Escribimos para una obra que nadie va a leer. Parece un oxímoron, (si no lo es). ¿Por qué hacemos eso? ¿Qué nos lleva a esa especie de anonimato? ¿Por qué nos condenamos a quedar en la retaguardia de una obra? ¿Es tan así?
Incontables guionistas psicoanalizados del mundo entero lo hemos llevado a nuestras sesiones de análisis, sin dudas. Los que no se analizan, lo consultan con almohadas, curas, porro, alcohol, o lo que tengan a mano. Pero lo hacen. Y una vez que entramos en ese túnel, empezamos a descubrir que parece la trama de alguna película, porque vamos en busca de una respuesta, esperando una revelación o el fracaso absoluto: la depresión que nos aplaste y no nos deje escribir más. Pero anotamos algo, y empieza alguna nueva idea. Empezamos a recuperar eso que vuelve en círculo, que nos recuerda que siempre estamos escribiendo sobre nosotros mismos, que no existen las historias vacías, mucho menos las películas vacías. Siempre hay algo de alguien en un relato cinematográfico, porque el cine es colectivo. Por más frío que sea el proceso, por más fordista que sea la producción, alguien suma algo personal. Entonces, cuando estamos en ese pensamiento, nos reconocemos como un eslabón fundamental en la producción de la película. Si dejamos una semilla de significado, una emoción que pueda trascender, una idea inolvidable, vamos a cumplir con nuestro trabajo.
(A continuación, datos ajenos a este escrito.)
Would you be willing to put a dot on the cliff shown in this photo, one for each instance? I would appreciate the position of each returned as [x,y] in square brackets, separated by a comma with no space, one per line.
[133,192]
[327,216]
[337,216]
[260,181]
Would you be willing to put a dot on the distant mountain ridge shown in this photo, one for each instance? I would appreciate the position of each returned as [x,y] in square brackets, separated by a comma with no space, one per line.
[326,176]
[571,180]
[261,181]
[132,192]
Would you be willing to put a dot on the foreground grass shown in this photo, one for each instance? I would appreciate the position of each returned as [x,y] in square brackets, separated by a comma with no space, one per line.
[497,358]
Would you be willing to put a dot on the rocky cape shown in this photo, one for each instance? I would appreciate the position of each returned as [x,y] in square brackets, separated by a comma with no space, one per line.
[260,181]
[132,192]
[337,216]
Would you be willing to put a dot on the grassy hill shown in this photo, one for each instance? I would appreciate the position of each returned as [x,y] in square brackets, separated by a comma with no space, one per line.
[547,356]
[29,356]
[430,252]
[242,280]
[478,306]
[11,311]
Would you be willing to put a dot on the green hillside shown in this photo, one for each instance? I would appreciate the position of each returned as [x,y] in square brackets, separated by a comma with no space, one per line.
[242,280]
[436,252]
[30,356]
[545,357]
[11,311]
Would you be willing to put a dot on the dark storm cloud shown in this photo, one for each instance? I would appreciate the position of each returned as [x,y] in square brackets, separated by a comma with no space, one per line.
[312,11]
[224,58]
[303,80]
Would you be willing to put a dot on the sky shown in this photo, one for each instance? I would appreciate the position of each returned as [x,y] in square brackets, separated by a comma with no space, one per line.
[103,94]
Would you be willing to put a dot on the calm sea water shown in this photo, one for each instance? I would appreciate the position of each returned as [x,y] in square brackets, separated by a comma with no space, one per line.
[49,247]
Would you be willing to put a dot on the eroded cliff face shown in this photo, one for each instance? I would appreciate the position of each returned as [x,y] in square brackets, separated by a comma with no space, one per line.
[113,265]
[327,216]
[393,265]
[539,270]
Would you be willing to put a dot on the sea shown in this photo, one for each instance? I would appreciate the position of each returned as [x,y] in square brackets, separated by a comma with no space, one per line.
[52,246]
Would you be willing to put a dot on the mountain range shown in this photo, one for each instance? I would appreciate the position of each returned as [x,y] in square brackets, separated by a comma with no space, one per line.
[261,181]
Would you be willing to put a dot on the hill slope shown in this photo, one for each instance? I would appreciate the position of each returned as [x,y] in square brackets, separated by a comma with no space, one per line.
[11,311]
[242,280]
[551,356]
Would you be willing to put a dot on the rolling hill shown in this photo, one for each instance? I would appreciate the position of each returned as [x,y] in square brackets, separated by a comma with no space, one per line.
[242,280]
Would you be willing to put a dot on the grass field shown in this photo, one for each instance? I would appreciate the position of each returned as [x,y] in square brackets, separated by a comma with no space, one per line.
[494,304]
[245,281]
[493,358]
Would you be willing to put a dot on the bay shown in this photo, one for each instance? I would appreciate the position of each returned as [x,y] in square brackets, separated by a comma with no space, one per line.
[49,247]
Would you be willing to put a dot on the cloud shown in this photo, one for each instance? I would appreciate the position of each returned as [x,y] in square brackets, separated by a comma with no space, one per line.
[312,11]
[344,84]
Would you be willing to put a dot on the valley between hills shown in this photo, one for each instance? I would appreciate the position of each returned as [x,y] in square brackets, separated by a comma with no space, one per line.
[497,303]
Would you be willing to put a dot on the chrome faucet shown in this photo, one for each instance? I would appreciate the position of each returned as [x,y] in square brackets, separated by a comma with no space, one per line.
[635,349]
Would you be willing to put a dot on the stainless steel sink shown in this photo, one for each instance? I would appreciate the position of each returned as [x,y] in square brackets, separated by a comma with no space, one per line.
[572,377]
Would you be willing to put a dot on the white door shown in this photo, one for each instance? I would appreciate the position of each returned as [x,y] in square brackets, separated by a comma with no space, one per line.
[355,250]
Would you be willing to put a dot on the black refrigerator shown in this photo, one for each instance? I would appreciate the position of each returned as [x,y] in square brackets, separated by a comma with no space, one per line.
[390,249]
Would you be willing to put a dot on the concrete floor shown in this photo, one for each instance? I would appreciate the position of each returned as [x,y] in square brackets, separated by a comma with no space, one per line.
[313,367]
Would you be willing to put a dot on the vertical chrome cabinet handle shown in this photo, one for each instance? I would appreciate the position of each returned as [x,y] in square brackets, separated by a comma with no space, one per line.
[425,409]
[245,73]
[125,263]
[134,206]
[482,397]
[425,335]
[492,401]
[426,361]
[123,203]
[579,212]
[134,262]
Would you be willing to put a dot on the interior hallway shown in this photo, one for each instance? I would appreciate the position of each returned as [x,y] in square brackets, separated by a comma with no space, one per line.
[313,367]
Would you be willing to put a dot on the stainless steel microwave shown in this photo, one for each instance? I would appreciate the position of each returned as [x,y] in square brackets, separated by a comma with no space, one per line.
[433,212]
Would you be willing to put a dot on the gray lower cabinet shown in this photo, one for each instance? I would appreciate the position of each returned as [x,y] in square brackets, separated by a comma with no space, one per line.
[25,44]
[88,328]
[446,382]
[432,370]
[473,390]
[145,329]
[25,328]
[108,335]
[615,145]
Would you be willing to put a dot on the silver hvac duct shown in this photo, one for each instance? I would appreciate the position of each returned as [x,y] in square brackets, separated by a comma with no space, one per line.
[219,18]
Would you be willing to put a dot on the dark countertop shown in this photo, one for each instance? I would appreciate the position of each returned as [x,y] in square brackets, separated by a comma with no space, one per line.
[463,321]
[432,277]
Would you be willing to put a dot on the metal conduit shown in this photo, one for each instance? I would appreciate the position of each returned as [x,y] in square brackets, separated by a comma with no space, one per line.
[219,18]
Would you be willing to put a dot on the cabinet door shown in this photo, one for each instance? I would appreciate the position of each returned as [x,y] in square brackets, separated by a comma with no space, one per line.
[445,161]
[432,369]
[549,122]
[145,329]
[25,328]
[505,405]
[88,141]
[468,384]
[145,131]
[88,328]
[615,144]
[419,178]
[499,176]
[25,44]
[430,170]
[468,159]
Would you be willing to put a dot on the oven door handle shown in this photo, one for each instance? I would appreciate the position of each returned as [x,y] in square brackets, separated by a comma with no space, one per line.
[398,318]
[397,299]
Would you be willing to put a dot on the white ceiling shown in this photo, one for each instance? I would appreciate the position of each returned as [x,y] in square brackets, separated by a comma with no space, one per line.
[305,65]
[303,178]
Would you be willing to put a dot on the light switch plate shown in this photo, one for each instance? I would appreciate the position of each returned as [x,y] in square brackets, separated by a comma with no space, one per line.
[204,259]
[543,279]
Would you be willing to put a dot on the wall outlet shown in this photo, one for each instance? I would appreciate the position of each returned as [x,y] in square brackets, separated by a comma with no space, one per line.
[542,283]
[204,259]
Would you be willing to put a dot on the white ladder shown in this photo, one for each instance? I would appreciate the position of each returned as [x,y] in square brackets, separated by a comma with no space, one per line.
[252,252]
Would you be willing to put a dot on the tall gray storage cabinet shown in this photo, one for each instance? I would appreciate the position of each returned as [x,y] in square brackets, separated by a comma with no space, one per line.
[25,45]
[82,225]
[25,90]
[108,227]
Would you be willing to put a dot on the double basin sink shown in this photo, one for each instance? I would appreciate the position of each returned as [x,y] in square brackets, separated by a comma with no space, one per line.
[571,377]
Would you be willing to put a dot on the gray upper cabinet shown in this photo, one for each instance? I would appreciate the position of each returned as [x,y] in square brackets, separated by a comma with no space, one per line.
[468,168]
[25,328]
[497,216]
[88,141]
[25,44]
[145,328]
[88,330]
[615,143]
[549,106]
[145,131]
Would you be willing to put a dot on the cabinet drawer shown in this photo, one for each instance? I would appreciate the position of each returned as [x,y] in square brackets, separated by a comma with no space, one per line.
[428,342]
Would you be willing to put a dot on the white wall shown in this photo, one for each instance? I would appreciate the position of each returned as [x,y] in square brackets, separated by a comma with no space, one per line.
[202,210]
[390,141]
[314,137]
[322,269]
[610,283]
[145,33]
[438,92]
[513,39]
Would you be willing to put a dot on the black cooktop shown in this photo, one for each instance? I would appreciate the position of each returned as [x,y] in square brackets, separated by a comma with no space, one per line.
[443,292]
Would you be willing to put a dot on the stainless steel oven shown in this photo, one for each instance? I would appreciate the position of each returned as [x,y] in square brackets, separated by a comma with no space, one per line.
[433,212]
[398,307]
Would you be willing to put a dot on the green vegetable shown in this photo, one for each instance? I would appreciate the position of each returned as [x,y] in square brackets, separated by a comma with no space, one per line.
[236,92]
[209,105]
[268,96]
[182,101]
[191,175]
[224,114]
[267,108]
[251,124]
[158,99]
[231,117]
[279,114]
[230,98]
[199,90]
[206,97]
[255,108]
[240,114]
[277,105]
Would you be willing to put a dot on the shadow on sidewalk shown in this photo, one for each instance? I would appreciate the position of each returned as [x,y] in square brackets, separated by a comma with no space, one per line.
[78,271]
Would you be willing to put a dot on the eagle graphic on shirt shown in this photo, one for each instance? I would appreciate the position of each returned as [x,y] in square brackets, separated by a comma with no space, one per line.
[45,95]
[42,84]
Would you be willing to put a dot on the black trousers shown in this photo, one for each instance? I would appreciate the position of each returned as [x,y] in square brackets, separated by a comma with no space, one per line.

Más que con nuestro trabajo, con nuestra misión. Vamos a conectarnos nuevamente con nuestra identidad, o más todavía, con nuestro Ser.
Hitchcock decía que se puede hacer una película mala de un guión bueno, pero nunca una película buena de un guión malo. Recordamos esa frase para darnos empuje, la pegamos en la pared, levantamos una espada imaginaria y vociferamos, como dijo alguna vez Juan Sklar antes de abandonar el relato audiovisual: “¡Somos los guardianes del sentido!” Y entonces nos sumergimos otra vez en nuestro teclado, en nuestra pantalla, en nuestro culo aplastado en la silla, en nuestra espalda encorvada, en la contractura que crece y presiona nuestro cerebro mientras un cosquilleo recorre el brazo, en justificar contratos extraños, en justificar que no haya contrato, en la auto precarización. Pero todo eso queda para después cuando nuestros dedos no paran, cuando tenemos que obviar las palabras que surgen mal, desordenadas, inentendibles, porque hay algo superador, un relato que está surgiendo, un personaje que empieza a brillar, un diálogo que cobra dimensión, una idea que antes no existía y ahora sí.
Ojo. ¿Existe esa idea que acaba de surgir si no está filmada todavía?
Volvemos al punto inicial. ¿Para quién estamos escribiendo? Como escribía antes, eso es algo que nos lo hemos preguntado varias veces quienes nos dedicamos a esta profesión tan rara. Lo he escrito por ahí de diferentes maneras, porque vuelvo (siempre vuelvo) a esa pregunta. ¿Escribimos para el público, para un director, para un productor, para un equipo de rodaje? Y la mejor respuesta que encuentro es que, en realidad, siempre escribimos sobre y para nosotros mismos. Si logramos ese momento de conexión total con lo que estamos escribiendo, es porque lo que está surgiendo en nuestro teclado nos conmueve, y si eso sucede es muy probable que pueda conmover a quien lo lea, decida filmarlo, lo haga con un equipo que también se vea conmovido y logre una película que conmueva al público. Entonces, al encontrar esa respuesta, ya sabemos que estamos escribiendo para todos los que nos topemos (incluso nosotros mismos) con esa historia, en el estadío que sea en que se encuentre el proceso: en un cuaderno, en postits en la pared, en el procesador de texto, en un PDF, en papel, en rodaje, en una mesa de montaje o en una pantalla.